You never told us about a quiz!
I didnt have time to read!
Can it be open-book?
I read it two weeks ago, but I cant remember anything!
Its not fair!
A group of the more spirited ones surrounded me and continued their badgering.
This was their typical crap. They usually tried to play this little game just to see if I would somehow give in. But this time, I was so fragile that it just seemed like too much. I sat down in my chair, and I started to cry. Once I started, I couldnt stop. Out it all came, and the room went quiet. The kids who stood near me slowly backed away.
Are you okay?
Were sorry! Well just take the quiz! one called out.
Its okay, Ms. Morris!
But I couldnt pull it back. I went into the hall and grabbed a sub who was passing by and asked her to watch my class. She saw the state I was in and immediately agreed. I ran to the bathroom, sat down on the floor, and continued crying until the bell rang and the day was over.

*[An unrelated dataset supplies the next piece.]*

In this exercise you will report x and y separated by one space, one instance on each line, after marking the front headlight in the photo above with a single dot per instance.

Let me back up for a minute. How bad could that other class have been? you might be thinking. It does seem like an overreaction to fall apart the way I did, doesnt it? Allow me to tell you a little bit more about it.
It was my 15th year. I had seen a lot and dealt with a lot (if youve read my other books, then you know just how much I had dealt with.) I had cried in class once or twice before and had quit in my mind, and to my family, probably a dozen times. But this was different. I was used to having an administration and coworkers who had the attitude of, If those kids are fucking with you, we will handle it together. Were a team. Lets go! We comforted each other and most importantly, we validated each other. Its incredible just how far the words Ive been there, and its not your fault can go. When Ive had poorly behaved kids, the head of my department, or an assistant principal, would pull them out of class and conference with them, with or without my presence (whatever I preferred.) Ive had coworkers confront entire classes for me, and Ive done the same for them. We got to the root of the problem in almost every situation together.
In this new school I had found myself in, everything was our fault, and the kids could do no wrong. And kids, as perceptive and manipulative as they can be, knew they had the power. It caused complete chaos. And it broke the teachers down like nothing I had ever seen.
A group of kids in this one class, in particular, came in with their minds made up about my class and me from day one. Ill spare you the details, Im sure you can imagine what the behavior was like. After two weeks I was ready for backup. I had tried contacting parents, and speaking to each kid individually, which only seemed to make matters worse. I almost never ask administration for help, because I know they can see it as bothersome, but I was desperate. I asked the new assistant principal to come and speak to my class about their behavior. There are a lot of well-behaved kids in this class who are suffering because of the others, I explained. I am hoping that a strong message from administration about behavioral expectations and consequences will help.
Sure, no problem, he responded. Ill see you then.